Stomping on the Devil’s Toe

The Catechism of the Catholic Church declares that the devil is not only real, but most certainly is not just some blind impersonal force in human affairs. The devil is a thinking creature who delights in the temptation and torture of human beings.  In John 8:44, Jesus speaks of the devil as  “A murderer from the beginning, … a liar and the father of lies.” He who tempted Eve with the supreme lie was a pernicious being then called Serpent; so it is not without good reason that we naturally refer to an instigator of evil as “a snake in the grass.”

Over the last three centuries a plethora of skeptics, both inside and outside the Church, have downgraded the devil to a mysterious psychological force in those who have an amoral view of life, or are simply deranged. The reasons for doubts about the devil are no more logical than the reasons for doubts about the existence of God. But since there is no reason to believe there is a God – so the skeptic reasons –  why should there be a devil? Strangely, the skeptic can dismiss equally all evidence for both God and the devil, that evidence being suggested through the vast witness most people have of both holiness and evil among humans. Yet the skeptics who deny both God and Satan have never successfully addressed the following question: If the devil does exist, is the skeptic on the devil’s side by denying both God and the devil? As G. K. Chesterton asked, is the devil’s greatest triumph that he has persuaded the modern world that both he (and God) do not exist?

Would it not be a matter of great concern to us that we know about our Enemy? Should we not acknowledge his existence, understand his destructive intent, and use the grace of God to foil his malignant design? But when was the last time anyone heard Satan mentioned in a homily? And because of that pastoral neglect, does Satan’s grip on us become tighter and tighter as time passes?
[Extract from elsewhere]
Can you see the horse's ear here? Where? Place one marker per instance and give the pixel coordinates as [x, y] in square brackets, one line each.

It was Stephen Vincent Benét’s Devil and Daniel Webster that so cleverly reminded us of the devil’s wiles and showed us that the demon’s tricks can be overcome once we really know with whom we are dealing. C.S. Lewis in The Screwtape Letters wisely discerned and described some of the devil’s strategies. So also did Peter Kreeft in The Snakebite Letters (see my article Advice to Hell Raisers in New Oxford Review, June, 2011).

The recent sex scandals of the Church show us the Body of Christ battered, bruised, and bloodied yet again. This, no doubt, is a great achievement of the devil. But as Jacques Maritain once reminded us in his book On the Church of Christ, while the Church is the Body of Christ, this Body is filled not with sin (as its enemies would have us believe) but with sinners in need of redemption. If there is a favored target for the devil to shoot his arrows at (because that target poses for him the greatest threat) it is surely the Catholic Church, and this we know by how many arrows have scandalously hit their mark.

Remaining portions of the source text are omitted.